Among Census respondents with the surname Cacho, the largest self-reported group is Hispanic at 60.9%. The next largest groups are Asian/Pacific Islander (24.6%) and Black (6.1%).
Origin
The surname CACHO originated in Spain during the medieval period. It likely derives from the Spanish word 'cacho', meaning a piece or fragment, possibly referring to someone who worked with fragments of materials or lived in an area known for its fragments or ruins.
One of the earliest recorded instances of the CACHO surname dates back to the 13th century, appearing in records from the region of Castilla y León in central Spain. It's believed the name may have initially referred to someone residing near or involved with a specific location related to fragments or ruins.
Throughout the centuries, the CACHO surname has been found in various historical documents, including tax records, census data, and parish registers across different regions of Spain. Some notable individuals bearing this surname include:
1. Diego Cacho (c. 1456-1521), a Spanish nobleman and military commander who participated in the Reconquista against the Moors.
2. María Cacho (b. 1602), a Spanish poet and writer from Seville, known for her works on religious themes.
3. Juan Cacho de Tuesta (1618-1687), a Spanish jurist and scholar who served as a judge in the Royal Chancery of Granada.
4. Pedro Cacho Ramírez (1780-1845), a Spanish politician and lawyer who served as a member of the Cortes Generales (the Spanish parliament) during the early 19th century.
5. Javier Cacho Garrido (1929-2012), a Spanish painter and artist known for his abstract expressionist works, many of which were exhibited in galleries across Europe.
While the CACHO surname is primarily associated with Spain, it has also spread to various Spanish-speaking countries in Latin America, likely due to migration patterns over the past few centuries.

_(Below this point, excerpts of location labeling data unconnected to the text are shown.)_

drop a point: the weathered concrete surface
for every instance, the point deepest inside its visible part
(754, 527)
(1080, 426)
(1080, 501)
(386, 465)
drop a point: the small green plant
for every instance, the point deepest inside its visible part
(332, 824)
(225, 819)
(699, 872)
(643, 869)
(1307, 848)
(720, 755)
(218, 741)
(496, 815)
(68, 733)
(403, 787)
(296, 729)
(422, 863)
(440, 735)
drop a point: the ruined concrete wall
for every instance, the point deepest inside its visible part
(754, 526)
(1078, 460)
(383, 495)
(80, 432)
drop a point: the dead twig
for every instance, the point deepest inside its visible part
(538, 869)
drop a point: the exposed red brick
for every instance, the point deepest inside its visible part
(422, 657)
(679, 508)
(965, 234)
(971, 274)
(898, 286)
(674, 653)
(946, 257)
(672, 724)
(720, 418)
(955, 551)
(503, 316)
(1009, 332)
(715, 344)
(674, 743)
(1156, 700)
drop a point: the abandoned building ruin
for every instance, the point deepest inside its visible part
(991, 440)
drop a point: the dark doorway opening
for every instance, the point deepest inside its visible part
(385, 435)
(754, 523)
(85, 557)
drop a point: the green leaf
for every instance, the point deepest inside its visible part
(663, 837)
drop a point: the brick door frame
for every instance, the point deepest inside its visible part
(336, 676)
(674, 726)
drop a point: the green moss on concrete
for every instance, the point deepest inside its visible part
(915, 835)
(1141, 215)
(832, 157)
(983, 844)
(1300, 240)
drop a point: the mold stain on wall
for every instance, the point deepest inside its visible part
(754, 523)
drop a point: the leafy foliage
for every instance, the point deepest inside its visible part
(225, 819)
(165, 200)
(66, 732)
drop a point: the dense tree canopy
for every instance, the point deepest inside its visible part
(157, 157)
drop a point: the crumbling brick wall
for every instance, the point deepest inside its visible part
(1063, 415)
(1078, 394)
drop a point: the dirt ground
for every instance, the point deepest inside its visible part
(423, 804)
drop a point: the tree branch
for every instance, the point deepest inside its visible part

However, its origins and earliest recorded instances can be traced back to medieval Spain, where it likely emerged as a descriptive surname related to the concept of fragments or ruins.
Demographics
Among Census respondents with the surname Cacho, the largest self-reported group is Hispanic at 60.9%. The next largest groups are Asian/Pacific Islander (24.6%) and Black (6.1%).
The bar chart below shows how Cacho bearers described their own race and ethnicity on the 2020 Census form. The Census Bureau groups responses into six broad categories: White, Black or African American, Hispanic or Latino, Asian and Pacific Islander, American Indian and Alaska Native, and Two or More Races. When a category has too few respondents for a given surname, the Bureau suppresses the figure to protect individual privacy, which is why some names show fewer than six slices.
Percentages are shown for every Census year so the breakdown stays comparable over time. When the source file also includes raw headcounts, Name Census shows those alongside the percentages in the legend.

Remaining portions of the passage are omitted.